Kent WJ, Baertsch R, Hinrichs A, Miller W, Haussler D.

Proc Natl Acad Sci U S A. 2003 Sep 30;100(20):11484-9. doi:10.1073/pnas.1932072100

Evolution's cauldron: duplication, deletion, and rearrangement in the mouse and human genomes.

Primary paper for chains and nets, built with the BLASTZ and AXTCHAIN programs. Chains are one-to-many alignments and allow skipping over local inversions. In human/mouse comparisons, 2.0 inversion per Mbp, median length 814. Double gaps ≥ 100 per Mbp: 398.6, median length 411. Chains are called “short” when their span is <100,000 bases (span distribution of short chains apparently bimodal). 579 “long” chains (average length 983 kb) cover 32.9% of the bases in the human genome. Collectively all chains span 96.3% of the human genome and align to 34.6% of it. The authors note that the observed distribution of gap lengths violate the usual affine model of aligners.

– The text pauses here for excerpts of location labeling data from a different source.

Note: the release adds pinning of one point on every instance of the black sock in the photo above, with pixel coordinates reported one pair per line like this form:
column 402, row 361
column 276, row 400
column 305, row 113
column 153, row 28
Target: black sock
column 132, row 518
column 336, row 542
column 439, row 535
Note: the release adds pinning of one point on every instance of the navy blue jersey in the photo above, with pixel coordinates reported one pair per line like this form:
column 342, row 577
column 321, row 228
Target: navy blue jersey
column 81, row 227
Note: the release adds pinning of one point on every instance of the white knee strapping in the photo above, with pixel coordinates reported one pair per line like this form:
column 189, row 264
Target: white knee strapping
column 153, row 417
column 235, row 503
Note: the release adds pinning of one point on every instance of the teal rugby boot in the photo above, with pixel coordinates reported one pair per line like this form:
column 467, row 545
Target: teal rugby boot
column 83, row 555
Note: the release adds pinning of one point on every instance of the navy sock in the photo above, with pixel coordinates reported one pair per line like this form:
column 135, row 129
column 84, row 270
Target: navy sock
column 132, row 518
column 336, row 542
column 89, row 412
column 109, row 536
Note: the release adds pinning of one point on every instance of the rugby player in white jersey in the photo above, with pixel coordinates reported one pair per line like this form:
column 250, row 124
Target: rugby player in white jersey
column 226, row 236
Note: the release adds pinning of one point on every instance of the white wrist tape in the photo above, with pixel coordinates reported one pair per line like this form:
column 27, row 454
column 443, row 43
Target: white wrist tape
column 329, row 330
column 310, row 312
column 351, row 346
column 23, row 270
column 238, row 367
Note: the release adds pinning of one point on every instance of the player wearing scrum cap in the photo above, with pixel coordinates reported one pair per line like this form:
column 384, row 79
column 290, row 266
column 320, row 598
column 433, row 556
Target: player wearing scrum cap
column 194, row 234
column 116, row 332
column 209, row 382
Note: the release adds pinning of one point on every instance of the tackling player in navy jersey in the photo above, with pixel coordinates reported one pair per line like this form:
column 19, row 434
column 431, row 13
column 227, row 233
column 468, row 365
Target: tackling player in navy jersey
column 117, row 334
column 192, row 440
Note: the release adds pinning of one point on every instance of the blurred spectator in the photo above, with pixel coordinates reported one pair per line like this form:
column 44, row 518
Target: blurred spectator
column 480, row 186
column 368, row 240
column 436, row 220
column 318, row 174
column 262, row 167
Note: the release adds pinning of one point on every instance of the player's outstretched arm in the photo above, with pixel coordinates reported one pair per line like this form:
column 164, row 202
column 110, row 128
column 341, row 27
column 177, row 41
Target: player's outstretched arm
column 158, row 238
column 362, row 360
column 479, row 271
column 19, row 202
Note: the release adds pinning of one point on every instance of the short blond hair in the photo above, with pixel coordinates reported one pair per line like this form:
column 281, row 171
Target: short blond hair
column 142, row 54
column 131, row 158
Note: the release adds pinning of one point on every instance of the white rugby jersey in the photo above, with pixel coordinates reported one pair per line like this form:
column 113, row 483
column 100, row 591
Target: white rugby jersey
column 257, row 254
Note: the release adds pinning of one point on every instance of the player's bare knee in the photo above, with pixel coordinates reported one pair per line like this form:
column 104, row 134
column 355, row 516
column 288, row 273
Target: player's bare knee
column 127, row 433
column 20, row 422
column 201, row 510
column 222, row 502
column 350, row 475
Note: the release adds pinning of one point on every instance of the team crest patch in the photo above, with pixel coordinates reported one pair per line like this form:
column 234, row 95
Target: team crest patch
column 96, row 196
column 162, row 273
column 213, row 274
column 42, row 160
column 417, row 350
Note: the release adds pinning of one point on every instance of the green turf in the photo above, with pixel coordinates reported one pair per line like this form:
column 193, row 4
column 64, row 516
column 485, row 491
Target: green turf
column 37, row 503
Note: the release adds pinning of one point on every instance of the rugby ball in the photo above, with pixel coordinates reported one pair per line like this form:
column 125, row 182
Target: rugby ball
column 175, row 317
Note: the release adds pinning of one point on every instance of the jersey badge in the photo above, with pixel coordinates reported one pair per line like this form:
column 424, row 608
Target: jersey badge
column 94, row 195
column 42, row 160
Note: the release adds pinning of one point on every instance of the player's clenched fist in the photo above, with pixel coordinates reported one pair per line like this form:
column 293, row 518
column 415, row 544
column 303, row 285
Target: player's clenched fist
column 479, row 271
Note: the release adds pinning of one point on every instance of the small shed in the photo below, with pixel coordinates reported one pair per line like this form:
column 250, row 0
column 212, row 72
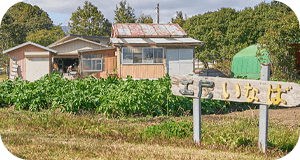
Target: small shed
column 32, row 61
column 245, row 63
column 152, row 50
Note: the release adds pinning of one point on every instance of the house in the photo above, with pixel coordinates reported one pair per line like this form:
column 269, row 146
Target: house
column 152, row 50
column 138, row 50
column 86, row 54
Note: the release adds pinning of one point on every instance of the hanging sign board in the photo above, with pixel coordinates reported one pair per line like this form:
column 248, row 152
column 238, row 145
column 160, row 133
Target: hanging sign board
column 284, row 94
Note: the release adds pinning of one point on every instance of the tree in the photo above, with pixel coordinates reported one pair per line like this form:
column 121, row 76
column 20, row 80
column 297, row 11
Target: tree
column 19, row 20
column 180, row 20
column 22, row 18
column 89, row 21
column 124, row 14
column 281, row 40
column 225, row 32
column 46, row 37
column 144, row 19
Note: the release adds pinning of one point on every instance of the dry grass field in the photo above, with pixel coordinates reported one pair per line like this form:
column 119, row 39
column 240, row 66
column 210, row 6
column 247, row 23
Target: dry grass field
column 53, row 135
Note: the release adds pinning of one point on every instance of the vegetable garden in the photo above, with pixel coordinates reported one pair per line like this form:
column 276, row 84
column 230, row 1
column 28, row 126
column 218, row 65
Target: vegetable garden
column 113, row 96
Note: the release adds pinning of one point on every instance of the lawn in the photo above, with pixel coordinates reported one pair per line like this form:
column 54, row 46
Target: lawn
column 55, row 135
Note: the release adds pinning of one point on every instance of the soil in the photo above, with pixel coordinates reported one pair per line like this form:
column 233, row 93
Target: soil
column 285, row 116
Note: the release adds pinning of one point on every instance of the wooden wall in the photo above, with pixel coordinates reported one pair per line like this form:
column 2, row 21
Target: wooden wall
column 109, row 63
column 140, row 71
column 74, row 46
column 20, row 58
column 143, row 71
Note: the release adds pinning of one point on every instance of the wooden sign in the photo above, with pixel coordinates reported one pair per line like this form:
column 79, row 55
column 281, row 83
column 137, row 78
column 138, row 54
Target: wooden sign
column 284, row 94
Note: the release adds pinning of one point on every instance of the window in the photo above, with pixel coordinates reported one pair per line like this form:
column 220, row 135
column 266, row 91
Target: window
column 92, row 62
column 140, row 55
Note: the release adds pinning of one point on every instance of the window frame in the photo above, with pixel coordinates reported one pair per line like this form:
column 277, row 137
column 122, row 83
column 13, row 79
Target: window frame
column 102, row 62
column 132, row 55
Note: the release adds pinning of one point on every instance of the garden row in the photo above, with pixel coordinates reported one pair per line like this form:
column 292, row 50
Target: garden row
column 113, row 96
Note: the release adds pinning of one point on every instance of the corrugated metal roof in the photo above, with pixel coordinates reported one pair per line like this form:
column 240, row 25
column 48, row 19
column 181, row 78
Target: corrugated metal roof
column 190, row 41
column 27, row 43
column 99, row 49
column 147, row 30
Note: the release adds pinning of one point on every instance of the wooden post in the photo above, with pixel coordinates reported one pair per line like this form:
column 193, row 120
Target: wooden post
column 197, row 119
column 157, row 10
column 263, row 113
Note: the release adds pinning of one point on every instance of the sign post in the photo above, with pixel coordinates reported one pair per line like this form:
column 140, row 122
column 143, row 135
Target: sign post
column 197, row 119
column 263, row 113
column 261, row 92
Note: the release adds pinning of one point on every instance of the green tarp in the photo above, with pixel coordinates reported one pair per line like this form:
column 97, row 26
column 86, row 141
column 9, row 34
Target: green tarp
column 245, row 63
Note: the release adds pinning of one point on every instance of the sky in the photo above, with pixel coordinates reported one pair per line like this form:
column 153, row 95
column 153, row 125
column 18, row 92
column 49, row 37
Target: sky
column 60, row 11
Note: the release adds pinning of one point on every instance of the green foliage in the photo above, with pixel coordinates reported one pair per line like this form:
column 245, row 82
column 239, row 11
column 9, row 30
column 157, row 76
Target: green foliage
column 18, row 21
column 113, row 97
column 225, row 32
column 144, row 19
column 278, row 40
column 89, row 21
column 124, row 14
column 22, row 18
column 46, row 37
column 180, row 20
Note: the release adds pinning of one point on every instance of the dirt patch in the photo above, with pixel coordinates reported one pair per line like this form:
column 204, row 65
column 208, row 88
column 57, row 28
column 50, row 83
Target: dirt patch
column 285, row 116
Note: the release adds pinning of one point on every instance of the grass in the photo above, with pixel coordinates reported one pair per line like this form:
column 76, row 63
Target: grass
column 2, row 77
column 52, row 135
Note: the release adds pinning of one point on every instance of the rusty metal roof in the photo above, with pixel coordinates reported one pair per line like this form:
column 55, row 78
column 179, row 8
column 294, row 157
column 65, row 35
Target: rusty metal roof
column 179, row 41
column 147, row 30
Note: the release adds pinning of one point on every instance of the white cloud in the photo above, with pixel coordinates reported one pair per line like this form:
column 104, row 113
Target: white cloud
column 167, row 8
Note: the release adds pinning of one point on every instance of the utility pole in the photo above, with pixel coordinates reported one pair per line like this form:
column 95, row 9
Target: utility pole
column 157, row 16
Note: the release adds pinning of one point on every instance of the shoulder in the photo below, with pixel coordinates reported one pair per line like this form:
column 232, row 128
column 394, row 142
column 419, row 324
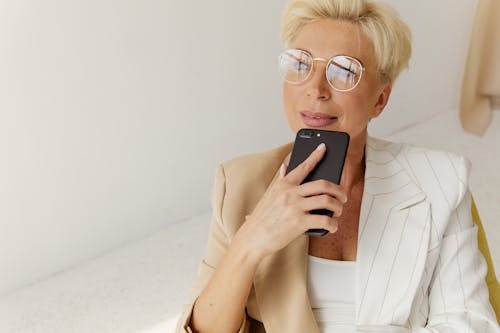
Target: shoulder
column 434, row 170
column 256, row 166
column 241, row 182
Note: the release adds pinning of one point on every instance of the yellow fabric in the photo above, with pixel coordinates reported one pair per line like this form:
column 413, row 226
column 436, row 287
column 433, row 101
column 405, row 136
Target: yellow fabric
column 491, row 278
column 481, row 82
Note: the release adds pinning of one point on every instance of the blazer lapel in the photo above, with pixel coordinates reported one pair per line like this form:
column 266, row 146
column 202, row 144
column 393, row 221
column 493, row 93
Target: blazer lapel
column 393, row 237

“A chained alignment [is] an ordered sequence of traditional pairwise nucleotide alignments (“blocks”) separated by larger gaps, some of which may be simultaneous gaps in both species. [...] intervening DNA in one species that does not align with the other because it is locally inverted or has been inserted in by lineage-specific translocation or duplication is skipped”

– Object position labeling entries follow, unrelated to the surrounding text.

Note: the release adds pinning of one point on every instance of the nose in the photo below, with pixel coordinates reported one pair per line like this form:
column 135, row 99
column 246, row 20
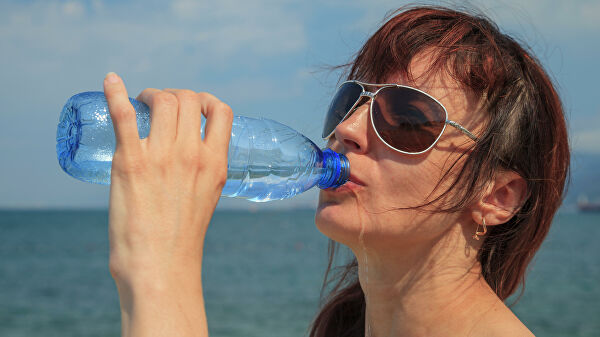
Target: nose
column 352, row 132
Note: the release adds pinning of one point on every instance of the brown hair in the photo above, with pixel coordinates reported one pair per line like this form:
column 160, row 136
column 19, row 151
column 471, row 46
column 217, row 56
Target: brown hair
column 525, row 132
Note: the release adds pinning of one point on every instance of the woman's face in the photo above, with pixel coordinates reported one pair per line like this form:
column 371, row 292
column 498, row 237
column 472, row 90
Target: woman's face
column 383, row 180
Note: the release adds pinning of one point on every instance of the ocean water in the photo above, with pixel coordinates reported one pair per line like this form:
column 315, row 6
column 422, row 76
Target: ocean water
column 263, row 272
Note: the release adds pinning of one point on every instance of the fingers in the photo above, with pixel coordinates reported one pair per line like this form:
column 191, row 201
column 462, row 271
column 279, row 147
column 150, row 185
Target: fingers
column 164, row 113
column 176, row 115
column 190, row 107
column 121, row 112
column 219, row 118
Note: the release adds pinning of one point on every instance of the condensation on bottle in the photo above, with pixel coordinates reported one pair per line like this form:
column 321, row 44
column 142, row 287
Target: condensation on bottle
column 266, row 160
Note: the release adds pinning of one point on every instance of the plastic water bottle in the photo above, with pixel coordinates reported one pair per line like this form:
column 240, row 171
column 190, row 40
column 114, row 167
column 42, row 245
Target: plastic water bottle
column 266, row 160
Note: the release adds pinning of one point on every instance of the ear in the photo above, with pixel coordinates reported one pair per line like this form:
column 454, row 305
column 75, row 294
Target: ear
column 502, row 199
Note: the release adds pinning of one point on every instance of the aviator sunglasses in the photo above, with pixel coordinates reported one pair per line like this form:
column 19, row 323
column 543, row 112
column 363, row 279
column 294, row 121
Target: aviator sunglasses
column 406, row 119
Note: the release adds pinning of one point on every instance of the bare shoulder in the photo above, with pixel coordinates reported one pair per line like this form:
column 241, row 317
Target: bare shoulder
column 501, row 322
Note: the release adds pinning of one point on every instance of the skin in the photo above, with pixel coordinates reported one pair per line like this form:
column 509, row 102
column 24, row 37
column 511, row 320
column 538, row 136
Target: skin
column 417, row 269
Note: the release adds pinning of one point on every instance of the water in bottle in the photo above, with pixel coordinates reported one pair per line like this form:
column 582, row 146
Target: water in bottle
column 266, row 160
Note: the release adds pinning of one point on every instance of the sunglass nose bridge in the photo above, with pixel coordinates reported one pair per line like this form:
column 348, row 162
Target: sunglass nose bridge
column 367, row 94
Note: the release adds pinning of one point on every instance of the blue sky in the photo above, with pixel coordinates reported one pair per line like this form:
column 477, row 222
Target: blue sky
column 264, row 58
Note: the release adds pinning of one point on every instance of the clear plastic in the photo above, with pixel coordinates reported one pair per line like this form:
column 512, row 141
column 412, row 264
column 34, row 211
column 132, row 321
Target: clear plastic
column 267, row 160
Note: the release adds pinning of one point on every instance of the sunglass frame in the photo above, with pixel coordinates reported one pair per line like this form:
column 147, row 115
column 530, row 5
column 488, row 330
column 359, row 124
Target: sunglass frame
column 372, row 95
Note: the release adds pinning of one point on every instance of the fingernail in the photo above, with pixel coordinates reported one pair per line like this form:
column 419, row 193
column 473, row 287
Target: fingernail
column 111, row 78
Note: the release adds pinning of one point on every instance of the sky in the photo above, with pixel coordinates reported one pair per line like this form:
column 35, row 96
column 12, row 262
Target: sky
column 265, row 58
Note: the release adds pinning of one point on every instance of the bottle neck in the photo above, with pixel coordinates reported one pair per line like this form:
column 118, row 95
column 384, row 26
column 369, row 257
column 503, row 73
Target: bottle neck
column 336, row 169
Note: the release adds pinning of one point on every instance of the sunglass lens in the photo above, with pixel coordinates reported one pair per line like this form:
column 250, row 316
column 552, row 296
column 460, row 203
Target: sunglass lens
column 341, row 104
column 407, row 119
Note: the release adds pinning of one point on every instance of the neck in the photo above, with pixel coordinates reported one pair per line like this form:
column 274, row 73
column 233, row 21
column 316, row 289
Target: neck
column 423, row 290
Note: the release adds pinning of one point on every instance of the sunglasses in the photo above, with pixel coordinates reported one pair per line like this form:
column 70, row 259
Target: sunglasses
column 406, row 119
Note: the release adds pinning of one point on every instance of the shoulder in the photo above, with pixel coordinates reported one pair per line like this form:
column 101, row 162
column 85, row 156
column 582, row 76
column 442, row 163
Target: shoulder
column 501, row 322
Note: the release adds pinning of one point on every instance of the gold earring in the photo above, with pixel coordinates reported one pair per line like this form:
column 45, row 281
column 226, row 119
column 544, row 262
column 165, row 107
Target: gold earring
column 477, row 232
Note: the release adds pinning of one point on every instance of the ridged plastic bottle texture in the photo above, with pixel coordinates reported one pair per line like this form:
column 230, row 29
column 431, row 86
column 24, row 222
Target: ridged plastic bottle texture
column 266, row 160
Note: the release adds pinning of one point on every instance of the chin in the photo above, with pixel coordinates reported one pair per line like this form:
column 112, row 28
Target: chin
column 338, row 221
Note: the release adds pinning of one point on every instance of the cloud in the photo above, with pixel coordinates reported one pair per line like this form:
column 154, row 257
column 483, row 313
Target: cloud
column 552, row 18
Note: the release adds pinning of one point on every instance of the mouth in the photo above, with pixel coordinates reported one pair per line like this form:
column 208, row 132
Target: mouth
column 353, row 185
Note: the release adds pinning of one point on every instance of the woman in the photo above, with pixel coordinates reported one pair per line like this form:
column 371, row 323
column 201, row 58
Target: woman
column 457, row 170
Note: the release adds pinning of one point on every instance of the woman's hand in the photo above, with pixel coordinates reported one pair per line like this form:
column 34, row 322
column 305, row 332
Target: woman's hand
column 163, row 192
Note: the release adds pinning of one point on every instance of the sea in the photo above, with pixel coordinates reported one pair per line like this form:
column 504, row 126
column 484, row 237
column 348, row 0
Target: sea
column 262, row 274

“The chains are then put into a list sorted with the highest-scoring chain first. [...] each iteration taking the next chain off of the list, throwing out the parts of the chain that intersect with bases already covered by previously taken chains, and then marking the bases that are left in the chain as covered. [...] If a chain covers bases that are in a gap in a previously taken chain, it is marked as a child of the previous chain. In this way, a hierarchy of chains is formed that we call a net.”

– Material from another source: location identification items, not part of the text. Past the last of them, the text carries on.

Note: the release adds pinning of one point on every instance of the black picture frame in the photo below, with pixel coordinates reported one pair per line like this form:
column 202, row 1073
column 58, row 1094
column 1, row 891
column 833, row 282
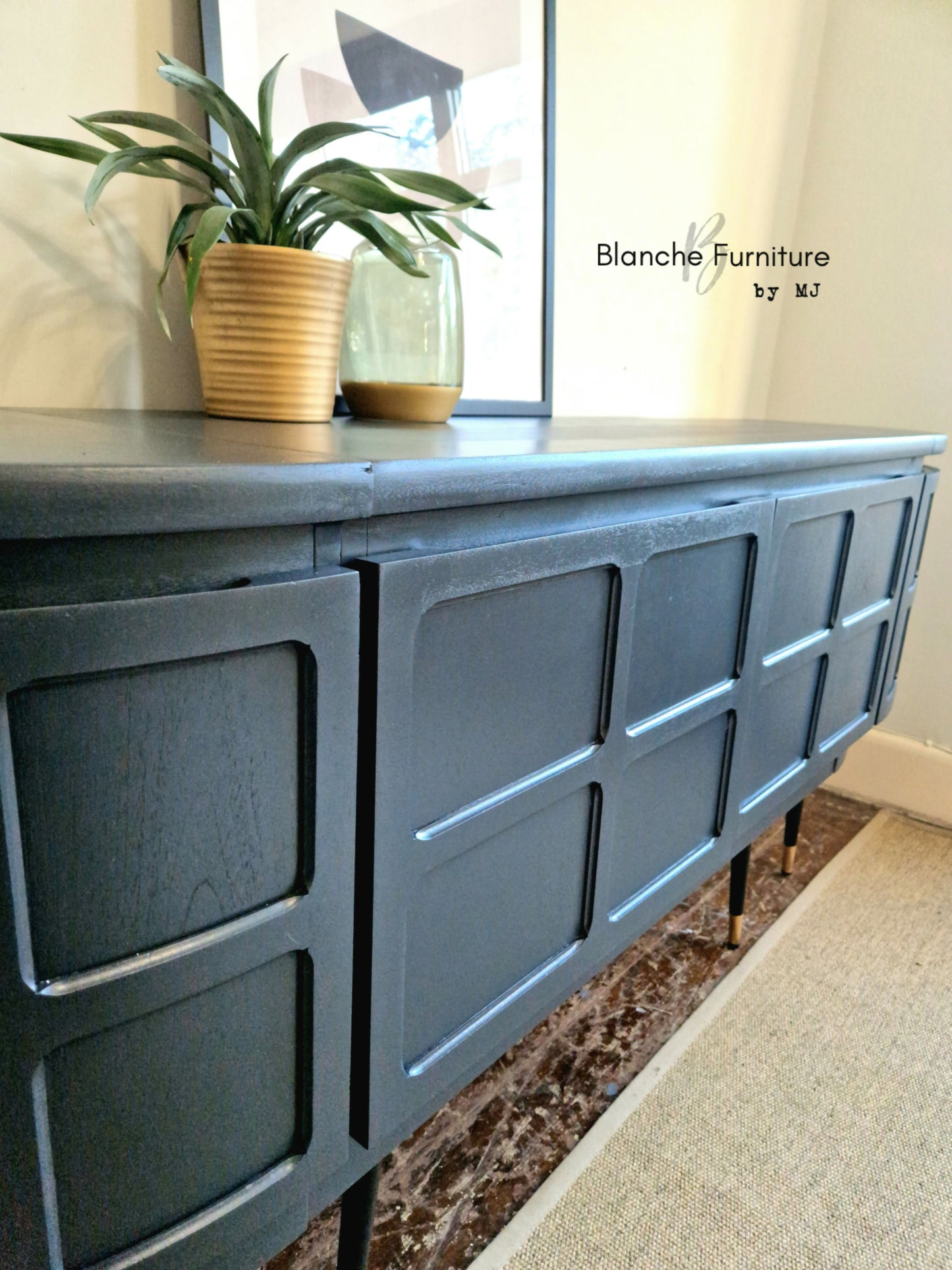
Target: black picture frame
column 210, row 16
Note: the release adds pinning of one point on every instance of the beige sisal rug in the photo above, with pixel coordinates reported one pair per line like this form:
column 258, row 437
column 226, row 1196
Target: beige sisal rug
column 802, row 1118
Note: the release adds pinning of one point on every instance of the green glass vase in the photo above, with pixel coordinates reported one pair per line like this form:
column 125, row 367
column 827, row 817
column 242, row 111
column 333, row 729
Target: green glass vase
column 401, row 355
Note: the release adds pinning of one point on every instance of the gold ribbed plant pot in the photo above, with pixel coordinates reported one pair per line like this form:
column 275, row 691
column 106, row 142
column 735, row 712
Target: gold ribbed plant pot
column 268, row 323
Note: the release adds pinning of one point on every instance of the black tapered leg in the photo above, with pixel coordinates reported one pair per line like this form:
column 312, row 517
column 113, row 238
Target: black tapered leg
column 739, row 889
column 357, row 1207
column 791, row 832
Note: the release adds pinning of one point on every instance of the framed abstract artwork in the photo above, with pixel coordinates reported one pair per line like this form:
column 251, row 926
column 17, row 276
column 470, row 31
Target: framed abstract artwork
column 466, row 89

“To be considered syntenic, a chain has to either have a very high score itself or be embedded in a larger chain, on the same chromosome, and come from the same region as the larger chain. Thus, inversions and tandem duplications are considered syntenic.”

“We define the (human) span of a chain to be the distance in bases in the human genome from the first to the last human base in the chain, including gaps, and we define the size of the chain as the number of aligning bases in it, not including gaps.”